Garner laughed. “Could’ve fooled me.”

“It’s a common mistake,” J.D. said. “Would you mind giving me the names and phone numbers of Mr. Vernon’s children?”

“Not at all, Detective. I’ll e-mail them to you as soon as I get back to the office. Can you keep me posted? We don’t have a lot of violent crime around here, and I’d sure like to close this file.”

J.D. gave him her e-mail address and hung up.

CHAPTER FORTY-NINE

My phone rang as we were walking out of the restaurant. Logan.

“Have you had lunch yet?” he asked.

“Just finished.”

“Where are you?”

“Jock and I are just leaving the Old Salty Dog on City Island.”

“Meet me at the Hilton for a drink.”

“Isn’t it a little early for booze?” I asked.

“It
is
after lunch.”

“You’ve got a point. We’ll be there shortly.”

When we arrived at the Hilton, Logan was sitting at the outside bar talking with Billy Brugger, the longtime bartender. He usually worked nights, and I guessed he must be covering a shift for somebody.

“Little bright out for you, isn’t it, Billy?” I asked.

He grinned. “Yeah, but the customers are a bit more sober this time of the day.

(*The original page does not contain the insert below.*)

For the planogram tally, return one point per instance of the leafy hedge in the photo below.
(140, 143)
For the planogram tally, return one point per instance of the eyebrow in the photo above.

Even Logan.”

It was the kind of day that brought the islanders out, and many of them, with nothing else to do, came to sit on the deck of the Hilton and drink the afternoon away. I saw several familiar faces at the tables that sat under the ancient Banyan tree that shaded the area. We took our drinks to a table in the far corner of the deck, out of earshot of the other customers.

“I’ve been thinking,” said Logan. “The guy who shot old man Good-low had some papers on him that were in German and then some code. The German script went out of style after World War II, meaning that the documents were probably prepared before or during the war. The only
reference I could find to U166 was a German submarine called the U-166 that was sunk in the northern Gulf of Mexico, up near the panhandle, in the summer of 1942. That was the only U-boat ever sunk in the Gulf. The wreck was found and noted by some federal agency several years ago. But suppose somebody had found it before and suppose there was something in the boat that was so valuable people could get killed over it.”

“That seems a little far-fetched,” I said.

“I agree,” said Logan. “But I did a pretty detailed search for U166 and the only thing that comes up is the submarine. Katie says she doesn’t know what it means, but her husband and the people he was dealing with mentioned U166 several times. Then we have Goodlow’s shooter in possession of some documents that probably date back to World War II and a caption that says they contain vital information and that the recipient should help get the courier out of the country. The rest of it is in code. It begins to sound like the documents were important and had maybe been sneaked into this county.”

“What’s that got to do with a submarine?”

“The Germans used their subs to bring spies into the country. They’d drop them off near the coast and head back to sea. Maybe the courier mentioned in the papers was aboard the U-166 when it was sunk.”

I said, “But then we have to make the assumption that somebody found the sunken boat, retrieved the documents, and somehow knows that they’re valuable. It seems a little hard to swallow.”